Validation and Transformation

note

Validation and transformation section is included in the Ingestion activity only.

Overview of validation and transformation section#

  • In this section users can validate their source data by checking the data type of a specific column, users can also check whether the data is unique in the specific column or not. And also users can transform their data by giving transformation rules like the user wants to concat two different columns and store them in another column.
  • Users can also provide SQL validation rules for the validation of data. They can also specify the column as a partition column using Guzzle.
  • Additionally, users can inherit columns and datatype using different derivation strategy which is described below.

Properties of this section#

PropertyDescription
NameSpecify name of the column.
TransformationSpecify the transformation rule.
Data TypeSpecify the data type of the column. If data type is not specified then it will inherit from schema derivation strategy, or it will respect that data type.
Validate Data TypeBy default this checkbox is unchecked.
Check the field if you want to do validation of data type.
UniquenessCheck the field if you want to check that the column's data is unique.
NullableCheck the field if you want to check that the column's data null or not.
SQL ValidationSpecify the SQL validation rule.
Partition ColumnCheck the field if the column is included in partition columns.
Inherit column and datatypeThis property is included in additional settings dropdown. In this property, there are total 5 derivation strategies and from this user can select any one derivation strategy. By default, Source is selected. Five derivation strategy includes:
1. Source: Select this option if you want to inherit datatype and columns from source and want to do validation using source datatype. Effective schema will be considered based on source and schema section.
2. Inherit source data types and do not apply validation using them: Select this option if you want to inherit datatype and columns from source but do not want to perform validation using source datatype. Effective schema will be considered based on source and schema section.
3. Target: Select this option if you want to inherit datatype and columns from target and want to do validation using target datatype. Effective schema will be considered based on target and schema section.
4. Inherit target data types and do not apply validation using them: Select this option if you want to inherit datatype and columns from target data but do not want to perform validation using target datatype. Effective schema will be considered based on target and schema section.
5. Schema: Select this option if you do not want to inherit datatype and columns from source data as well as from target data. Effective schema will be considered from validation and transformation section.
For more information how these strategies work follow this link.
Global discardThis property is available in additional settings dropdown. If this property is checked then Guzzle will do validation based on data type, uniqueness, nullable and SQL validation fields and discard respective data from the table. If not checked then user can select discard setting options from setting button from Guzzle UI.

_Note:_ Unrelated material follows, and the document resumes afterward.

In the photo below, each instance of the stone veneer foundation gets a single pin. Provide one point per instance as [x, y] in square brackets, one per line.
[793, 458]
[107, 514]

The interface of the validation and transformation section#

Example of Transformation

  • Below is the source data in csv format, and we define a new column full_name in the name field, and in the transformation field, we will concatenate first_name and last_name and validate datatype is true as shown in the above image.
id,first_name,last_name,gender
1,Harry,Potter,M
2,Ron,Wisley,M
3,Hermoine,Granger,F
  • In the transformation field, concatenate rule will be written like below:
concat(firt_name,last_name)
  • After successfully running this job, in the target table, a new column will be created with full_name.